On Tuesday, March 16, the Federal Communications Commission (FCC) released "Connecting America: The National Broadband Plan," a plan mandated by Congress when it passed the American Reinvestment and Recovery Act. The following is a statement on the plan by Glenn English, CEO of the National Rural Electric Cooperative Association (NRECA).
"Rural electric cooperatives welcome the FCC’s plan to promote access to broadband in rural areas. Co-ops have taken the lead in deploying smart grid infrastructure and understand the benefits that high-speed communications can bring to their operations and the rural areas they serve.
"NRECA supports the goals of the FCC plan for universal broadband without reservation. As rural communities plan for the future and look for ways to remain sustainable in a world increasingly connected to and dependent on the Internet, widening access to broadband will be critical.
"NRECA strongly disagrees with certain recommendations to remove "barriers" to the deployment of broadband, however.
"In a radical break with long-standing law, the plan recommends that Congress revoke cooperatives’ exemption from the FCC’s pole-attachment jurisdiction. The plan offers no compelling reason to revoke this exemption. Congress has continually expressed a clear preference for state and local decision-making in this area – and this preference remains sound public policy.
"The plan recommends subjecting all utilities to more regulation and requiring pole attachment fees to be set at a low, uniform rate, which would result in raising electric rates for consumers who would bear the additional costs that come with such attachments.
"This provision asks electric consumers to subsidize for-profit telecoms and cable companies, whether or not those consumers want broadband service. Further, the plan also offers no data suggesting that lowering these pole attachment fees would actually accelerate broadband build outs in difficult-to-serve rural communities.
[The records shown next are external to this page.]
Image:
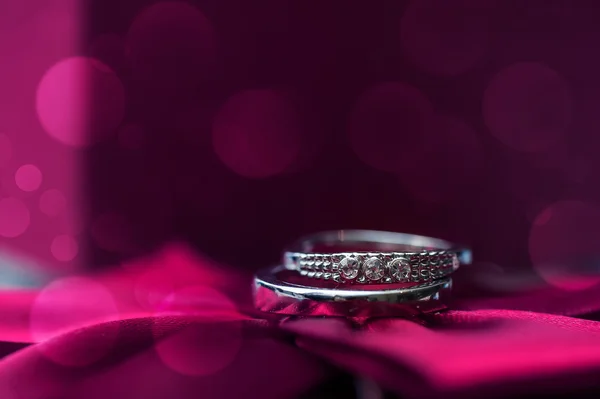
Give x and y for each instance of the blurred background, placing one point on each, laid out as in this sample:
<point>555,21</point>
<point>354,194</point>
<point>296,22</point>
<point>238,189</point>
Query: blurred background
<point>239,125</point>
Even a generously subsidized attachment rate is unlikely to entice broadband providers to serve areas with too few consumers to generate profits.
"In short, the only guarantee provided by the pole-attachment policy is that shareholders of for-profit telecom and cable companies will be happy.
"In addition to unfair consumer subsidies, the recommendations that would give attachers faster access to poles could compromise both the safety and reliability of electric service in the very communities that the FCC is seeking to help.
"As stakeholders in rural communities across the country, electric cooperatives stand ready to help make universal access to high-speed internet service a reality, but we believe the plan for achieving this goal must balance cost, safety and reliability for electric consumers."